His arm hurts like a thousand spiders have bitten him all at once. His face is still neutrally blank, but now he fidgets. The cooling salve from earlier only helps a bit. The pain is coming from inside of his arm, and the salve is located on the surface of his skin. Most times, he finds that something on the exterior cannot change the interior.

"Why do you like the stream so much, Severus?" His mother asks as she moves away. She brings out her wand from where it's tucked in the sleeve of her dress and waves it at the potion set up. The utensils become clean in an instant as she vanishes the mess away, then they float up with another wave.

She walks over to the cabinet and opens it. With a precise flick of her wrist the cauldron, ladle, wooden spoon, and ingredients all fly into the shelves. When everything is tucked away neatly, she closes the cabinet again and puts away her wand.
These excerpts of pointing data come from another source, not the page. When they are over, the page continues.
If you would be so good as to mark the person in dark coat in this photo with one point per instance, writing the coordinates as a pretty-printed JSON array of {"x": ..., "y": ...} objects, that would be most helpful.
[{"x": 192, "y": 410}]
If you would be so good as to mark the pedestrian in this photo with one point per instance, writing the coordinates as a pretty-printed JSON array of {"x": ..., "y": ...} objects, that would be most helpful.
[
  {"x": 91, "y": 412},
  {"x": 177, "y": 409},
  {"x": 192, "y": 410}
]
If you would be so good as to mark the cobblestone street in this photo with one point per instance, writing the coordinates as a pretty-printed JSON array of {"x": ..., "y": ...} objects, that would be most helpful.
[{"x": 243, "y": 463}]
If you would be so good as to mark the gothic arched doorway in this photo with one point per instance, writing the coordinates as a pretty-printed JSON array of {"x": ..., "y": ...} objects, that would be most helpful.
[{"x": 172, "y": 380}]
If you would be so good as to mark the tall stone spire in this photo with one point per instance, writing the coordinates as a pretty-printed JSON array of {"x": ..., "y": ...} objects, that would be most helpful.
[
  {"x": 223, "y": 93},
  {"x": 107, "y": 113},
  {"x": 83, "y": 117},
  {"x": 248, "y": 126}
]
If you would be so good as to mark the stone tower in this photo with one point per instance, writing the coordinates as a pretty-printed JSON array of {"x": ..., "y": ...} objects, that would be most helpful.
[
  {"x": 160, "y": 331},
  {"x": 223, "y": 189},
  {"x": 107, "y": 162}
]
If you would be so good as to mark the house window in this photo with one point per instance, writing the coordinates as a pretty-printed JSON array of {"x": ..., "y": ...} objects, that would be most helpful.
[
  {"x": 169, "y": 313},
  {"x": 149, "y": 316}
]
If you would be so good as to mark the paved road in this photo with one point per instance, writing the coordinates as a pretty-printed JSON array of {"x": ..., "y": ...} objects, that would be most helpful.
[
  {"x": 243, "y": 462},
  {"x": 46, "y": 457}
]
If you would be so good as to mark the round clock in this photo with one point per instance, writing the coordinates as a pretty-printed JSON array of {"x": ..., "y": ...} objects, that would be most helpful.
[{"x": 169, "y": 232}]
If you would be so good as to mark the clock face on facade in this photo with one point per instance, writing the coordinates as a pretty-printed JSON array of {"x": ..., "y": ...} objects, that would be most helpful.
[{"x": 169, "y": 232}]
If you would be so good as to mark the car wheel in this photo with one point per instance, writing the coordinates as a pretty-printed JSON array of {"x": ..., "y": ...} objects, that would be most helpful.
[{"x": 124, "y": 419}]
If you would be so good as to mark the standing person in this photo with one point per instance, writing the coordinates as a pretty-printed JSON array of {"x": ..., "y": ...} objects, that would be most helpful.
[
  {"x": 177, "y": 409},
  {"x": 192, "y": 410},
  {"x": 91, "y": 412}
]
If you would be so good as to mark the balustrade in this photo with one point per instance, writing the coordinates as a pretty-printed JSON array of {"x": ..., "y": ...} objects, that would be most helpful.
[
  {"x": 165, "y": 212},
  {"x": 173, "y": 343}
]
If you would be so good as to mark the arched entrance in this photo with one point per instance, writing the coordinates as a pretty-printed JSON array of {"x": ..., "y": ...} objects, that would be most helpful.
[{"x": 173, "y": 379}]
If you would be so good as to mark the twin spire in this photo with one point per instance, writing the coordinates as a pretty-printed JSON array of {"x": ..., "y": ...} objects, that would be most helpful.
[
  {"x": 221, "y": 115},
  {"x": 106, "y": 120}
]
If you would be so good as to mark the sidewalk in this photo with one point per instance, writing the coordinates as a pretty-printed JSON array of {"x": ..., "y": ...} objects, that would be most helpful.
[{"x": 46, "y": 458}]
The living room is completely cleared of anything magical. The only thing left to suggest anything not ordinary, extraordinary, is the pain in his arm and his mother, gliding across the dark room to sit primly on the couch.

"It's peaceful." He answers. "In the summer you can catch frogs there, or fish. I saw a deer, once." But Severus doesn't care for summer.

His mother smiles. Severus looks at her smiling face for a moment, then turns to take the now cold cup of hot chocolate from the floor and sip at it. It's a good enough shield for now.

"And the company isn't too bad, either?" She asks.

Severus hides a wince into his cup. "No, I suppose not." He says, licking his lips. The drink tastes odd when it's cold.

"Your friends are welcome to come here," she says. "It'd be warmer."

Severus nods, but doesn't say anything. There's no one during the winter for him to bring home to warm up. It's spring he lives for; the explosion of flowers unfurling their petals all at once as a girl with vibrant red hair and a hearty laugh jumps high, high into the air.